Jon Favreau returns to direct the second installment in his acclaimed Super Hero series that transitioned him from directing comedies to big-budget action blockbusters, and marked the triumphant comeback of previously troubled actor Robert Downey, Jr. This time around, Favreau and Marvel Studios trusted Downey's word on working with actor/writer Justin Theroux for the screenplay, after the two had a great time making Ben Stiller's "Tropic Thunder" in 2008. The formula largely works, and rarely disappoints if only at times. Jon Favreau works the angles and movie magic while getting the best performances out of his all-star cast, and I feel he did an excellent job.
The special effects were a delight, and only flawed during a few scenes, I noticed. For instance, the Monaco Gand Prix battle scene between Iron Man and Whiplash. When Whiplash is throwing Iron Man around with the electric whips, it looks a little fake and video-gameish. Especially when Iron Man is on the hood of the car and Whiplash throws him down to the ground with the whips. The part where Iron Man falls to the ground was not very well done, or not entirely completed, and I feel they should have spent some more time on that effect. However I was able to suspend my disbelief and bought in to pretty much all the other effects, with no problem. They really did a great job with War Machine.
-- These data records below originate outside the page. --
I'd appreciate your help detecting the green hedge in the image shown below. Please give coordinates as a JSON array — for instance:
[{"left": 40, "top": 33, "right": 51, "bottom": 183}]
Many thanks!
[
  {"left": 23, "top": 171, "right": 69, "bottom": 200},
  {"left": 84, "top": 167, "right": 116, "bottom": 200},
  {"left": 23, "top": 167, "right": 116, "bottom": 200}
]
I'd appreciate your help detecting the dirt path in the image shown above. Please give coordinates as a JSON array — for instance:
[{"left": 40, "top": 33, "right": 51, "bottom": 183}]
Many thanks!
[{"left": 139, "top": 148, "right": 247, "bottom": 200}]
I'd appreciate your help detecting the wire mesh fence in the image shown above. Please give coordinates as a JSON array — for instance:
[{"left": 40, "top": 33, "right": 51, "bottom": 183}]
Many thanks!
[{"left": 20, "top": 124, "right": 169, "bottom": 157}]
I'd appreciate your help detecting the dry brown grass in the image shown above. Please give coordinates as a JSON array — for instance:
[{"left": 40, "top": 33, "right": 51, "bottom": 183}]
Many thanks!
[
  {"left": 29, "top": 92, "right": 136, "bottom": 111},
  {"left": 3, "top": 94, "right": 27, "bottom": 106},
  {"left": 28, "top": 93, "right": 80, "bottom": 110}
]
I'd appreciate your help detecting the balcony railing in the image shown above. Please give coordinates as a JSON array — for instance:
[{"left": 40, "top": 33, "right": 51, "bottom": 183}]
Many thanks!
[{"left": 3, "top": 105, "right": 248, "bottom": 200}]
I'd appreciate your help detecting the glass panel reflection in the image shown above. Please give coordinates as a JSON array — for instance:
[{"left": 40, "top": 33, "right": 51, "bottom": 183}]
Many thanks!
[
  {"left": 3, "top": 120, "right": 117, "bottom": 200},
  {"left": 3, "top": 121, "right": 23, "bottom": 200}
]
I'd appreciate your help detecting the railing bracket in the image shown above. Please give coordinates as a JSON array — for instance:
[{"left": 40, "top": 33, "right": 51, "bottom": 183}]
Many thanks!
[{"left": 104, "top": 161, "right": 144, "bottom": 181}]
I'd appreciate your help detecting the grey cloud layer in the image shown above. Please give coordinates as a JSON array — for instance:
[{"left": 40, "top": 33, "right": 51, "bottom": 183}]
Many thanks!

In summary, the film was an action-packed thrill ride that didn't bore me for one second. It is a well-deserving sequel adventure to the now-classic "Iron Man." Critics were largely saying it didn't match up to the first in terms of how convoluted the story seemed, with many things happening during the film, but as I stated, I felt this was not the case. The stories all tied into the main story, and didn't feel unnecessary in any way. That makes for a more cerebral film, as far as making the viewer actually think about certain information regarding the plot, more complexity as compared to simplicity. I feel like the film wasted no time picking up from where the last one left off, skipped any unneeded re-explanations ('in case people missed the first film'), and kept you wondering what was going to happen next in every scene. The plot never let up throughout the entire film, and kept me interested and entertained at the same time. "Iron Man 2" is a popcorn summer blockbuster, that feels like the middle part of a complete story, but still stands on its own two feet, and ultimately takes the cake.